Wednesday, October 15, 2008

The Disreputable History of Frankie Landau-Banks--E. Lockhart (Book Review)

The Disreputable History of Frankie Landau-Banksis one of the titles I'm reading as part of the 2009 Mock Printz Awards. As I started reading, I was immediately struck by the narrative voice. This is not your usual YA style. Here, we have a third-person narrator who is sympathetic to Frankie, but decidedly not Frankie, and whose tone is far more adult than the usual oh-so-hip voice of the YA novel:
Though not, in hindsight, so startling as the misdeeds she would perpetrate when she returned to boarding school as a sophomore, what happened to Frankie Landau-Banks the summer after her freshman year was a shock….She grew into her angular face, filled out her figure, and transformed from a homely child into a loaded potato--all while sitting quietly in a suburban hammock, reading the short stories of Dorothy Parker and drinking lemonade.
I wondered whether this voice would resonate with teen readers.

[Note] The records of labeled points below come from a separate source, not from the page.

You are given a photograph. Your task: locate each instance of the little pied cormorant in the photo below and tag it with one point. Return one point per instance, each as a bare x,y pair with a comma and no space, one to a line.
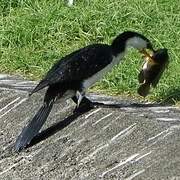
75,73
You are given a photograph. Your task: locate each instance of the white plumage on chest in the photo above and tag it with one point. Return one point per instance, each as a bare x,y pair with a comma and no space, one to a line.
93,79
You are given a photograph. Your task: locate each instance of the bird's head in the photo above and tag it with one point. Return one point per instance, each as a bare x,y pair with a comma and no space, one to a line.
131,39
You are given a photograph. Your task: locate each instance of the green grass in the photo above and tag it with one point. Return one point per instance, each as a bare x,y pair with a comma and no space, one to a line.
34,34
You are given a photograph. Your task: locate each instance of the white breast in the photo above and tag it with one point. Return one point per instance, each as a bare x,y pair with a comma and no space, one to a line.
93,79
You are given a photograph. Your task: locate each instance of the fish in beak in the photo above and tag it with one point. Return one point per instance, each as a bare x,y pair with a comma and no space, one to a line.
152,70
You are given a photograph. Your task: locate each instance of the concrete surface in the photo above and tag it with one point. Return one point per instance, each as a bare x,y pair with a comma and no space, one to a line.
129,140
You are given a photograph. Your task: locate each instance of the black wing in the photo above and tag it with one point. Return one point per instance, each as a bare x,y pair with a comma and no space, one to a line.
77,66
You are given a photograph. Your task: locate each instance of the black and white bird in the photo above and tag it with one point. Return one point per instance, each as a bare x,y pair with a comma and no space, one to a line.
72,75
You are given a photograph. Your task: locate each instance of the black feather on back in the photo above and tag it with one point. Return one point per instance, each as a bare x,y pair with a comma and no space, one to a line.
77,66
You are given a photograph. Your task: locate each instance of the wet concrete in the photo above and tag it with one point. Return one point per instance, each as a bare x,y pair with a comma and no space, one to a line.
127,140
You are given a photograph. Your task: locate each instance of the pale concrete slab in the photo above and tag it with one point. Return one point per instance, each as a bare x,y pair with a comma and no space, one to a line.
129,140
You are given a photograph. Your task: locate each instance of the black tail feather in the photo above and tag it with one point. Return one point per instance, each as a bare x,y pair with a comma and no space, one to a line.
32,129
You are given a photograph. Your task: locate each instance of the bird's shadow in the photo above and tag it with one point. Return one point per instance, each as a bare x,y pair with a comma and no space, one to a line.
170,97
81,110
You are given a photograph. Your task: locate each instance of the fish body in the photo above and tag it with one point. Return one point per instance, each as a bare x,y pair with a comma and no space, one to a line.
152,71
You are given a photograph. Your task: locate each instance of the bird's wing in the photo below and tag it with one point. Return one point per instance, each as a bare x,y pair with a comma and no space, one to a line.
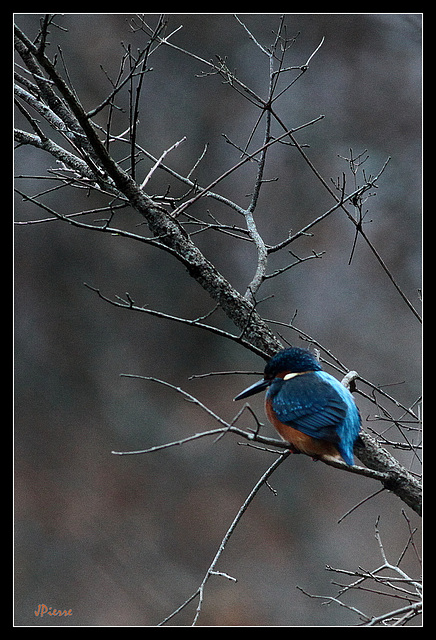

As I delved deeper into the tale of Frankie's sophomore year at boarding school, I decided I didn't care what the teen readers thought of the narrator--I was having too good of a time to worry about that. Lockheart was making me think, using the school's steeped-in-tradition secret club, the Loyal Order of the Bassett Hounds, as an allegory for the male-dominated social network that resounds in the adult world of business and politics. Frankie's father's continual bond with the powerful buddies he did pranks and smoked pot with in high school, is a prediction of the future waiting for Frankie's boyfriend Matthew--a future that's only available to Frankie if and when Matthew (or another member of the good-ole-boys club) chooses to include her. Frankie resolves not to accept this imbalance of power, and her investigation and eventual infiltration of the secret club makes for a delightful read with a real message for men and women, as well as teens.

So, did the story resonate with those teens? A quick survey shows that, at least among the avid readers who make up teen book bloggers, it did. Still, I can't help but wish this book had been marketed to an adult audience--not because it isn't appropriate for teens, but because it's a shame that many adults will miss out on this highly entertaining analysis of our culture's subtle undermining of women who dare to enter the world of men.

You can find E. Lockhart at or at her blog, entitled, oddly enough E. Lockhart's Blog.

The soundtrack: "Sisters are Doing it For Themselves," sung by Annie Lennox of the Eurythmics. I thought this song was sort of outdated when we were listening to it in the eighties. After reading this book, I'm not so sure that's true.